Patients who abuse ketamine develop non-specific clinical symptoms (9), particularly neuropsychiatric symptoms. Liver-gallbladder symptoms, such as cholestasis, biliary dilatation or abnormal liver function, and urinary symptoms, such as increased frequency, hydronephrosis, chronic kidney injury and renal failure have also been reported (10–15). Ketamine may also cause sclerosing cholangitis in patients with COVID-19 (16). In addition, Cheng-Chung Liu has reported pulseless ventricular tachycardia associated with ketamine abuse (17). In the present case report, a patient with an 8-year history of daily inhalation of ketamine developed brain atrophy. Although ketamine addicts with neuropsychiatric symptoms have been described, such a patient with severe encephalatrophy has not been reported. To the best of our knowledge, the present case is the first report of severe encephalatrophy related to ketamine abuse. Written informed consent was obtained from the family of the patient.
Case Description
A 28-year-old male was admitted to the respiratory department of Jian'ou Hospital (Fujian, China) with repeated coughing and yellow phlegm in 2018. Family members complained that the patient had a history of ketamine abuse of about five to seven times monthly for 8 years. The last ketamine inhalation was the day before he was admitted to the hospital, according to a family member. During the past 5 years, he had been experiencing weakness of the lower limbs, numbness, sensory disorder, decreased muscle strength, difficulty climbing stairs, recurrent frequent urination and urgency and pain during urination. These symptoms persisted and were not significantly relieved by several conservative treatments but were worsened by repeated convulsions, aching in the hepatic region and jaundice 2 years ago. Then, he was diagnosed with “autoimmune hepatitis, chronic cholecystitis and cholangitis.” At that time, a craniocerebral computed tomography (CT) scan revealed a widened and deepened cerebral sulcus, the cerebral palsy became flattened, the ventricles expanded, the cerebellum was thickened, and brain volume decreased (Figure 1). Electromyography revealed a central motor and sensory conduction disorder, and the motor nerve conduction velocity of bilateral tibial nerves was slower, indicating ketamine-related brain atrophy. His liver function normalised completely after dexamethasone treatment (15 mg for treatment and 5 mg for maintenance for more than 3 months).

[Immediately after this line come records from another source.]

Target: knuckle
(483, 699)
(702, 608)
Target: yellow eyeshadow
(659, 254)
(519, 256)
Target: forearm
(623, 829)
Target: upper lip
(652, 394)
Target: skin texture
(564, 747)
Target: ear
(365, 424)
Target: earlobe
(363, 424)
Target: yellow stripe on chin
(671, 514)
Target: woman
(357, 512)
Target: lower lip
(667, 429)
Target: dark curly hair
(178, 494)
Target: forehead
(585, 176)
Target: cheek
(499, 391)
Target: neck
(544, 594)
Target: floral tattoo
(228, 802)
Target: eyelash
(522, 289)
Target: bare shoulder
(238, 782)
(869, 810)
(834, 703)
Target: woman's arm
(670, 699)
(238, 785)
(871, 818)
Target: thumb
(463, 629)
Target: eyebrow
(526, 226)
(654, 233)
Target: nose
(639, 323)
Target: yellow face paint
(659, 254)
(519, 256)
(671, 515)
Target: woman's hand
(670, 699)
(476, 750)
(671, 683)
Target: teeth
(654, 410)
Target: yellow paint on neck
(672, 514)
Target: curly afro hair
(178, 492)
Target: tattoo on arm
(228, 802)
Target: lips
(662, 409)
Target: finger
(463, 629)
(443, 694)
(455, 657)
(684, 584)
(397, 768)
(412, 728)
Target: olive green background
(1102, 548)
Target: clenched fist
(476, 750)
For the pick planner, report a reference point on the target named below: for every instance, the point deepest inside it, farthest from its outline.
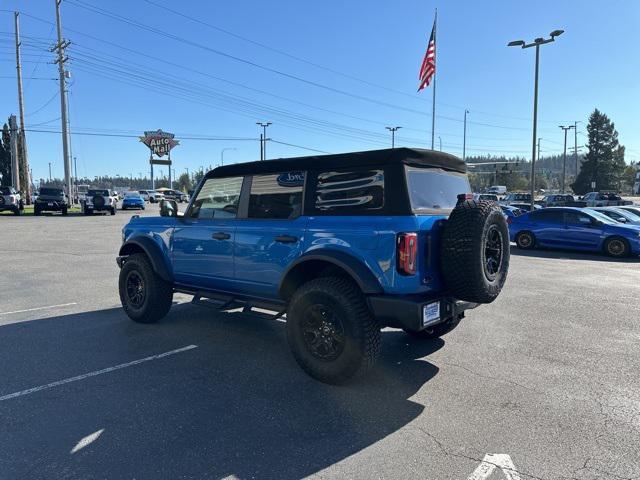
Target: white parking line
(93, 374)
(39, 308)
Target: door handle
(286, 239)
(220, 236)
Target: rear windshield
(433, 190)
(50, 191)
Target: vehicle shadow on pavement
(236, 405)
(571, 255)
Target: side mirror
(168, 208)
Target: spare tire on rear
(474, 252)
(98, 201)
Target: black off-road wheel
(526, 240)
(475, 251)
(436, 331)
(616, 247)
(331, 332)
(145, 297)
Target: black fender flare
(153, 252)
(361, 274)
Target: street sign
(160, 143)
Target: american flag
(428, 68)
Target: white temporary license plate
(430, 314)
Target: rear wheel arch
(610, 239)
(336, 264)
(152, 251)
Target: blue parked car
(343, 244)
(575, 228)
(133, 200)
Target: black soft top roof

The patient planned to have cholecystectomy surgery 1 year later, but the operation was cancelled due to abnormal liver function and the development of renal failure. A CT examination revealed a constricted bladder with dilatation of the bilateral upper urinary tract, moderate hydronephrosis and medullary sponge kidney with multiple renal papillary calcifications. Subsequently, the patient's urine volume decreased gradually until he was not producing urine. He underwent haemodialysis treatment twice per week. After a sudden fall about 2 months before this hospitalisation, the patient was unable to walk and was confined to a wheelchair. He could not speak but made some slurred sounds, and he was conscious 2 weeks before admission.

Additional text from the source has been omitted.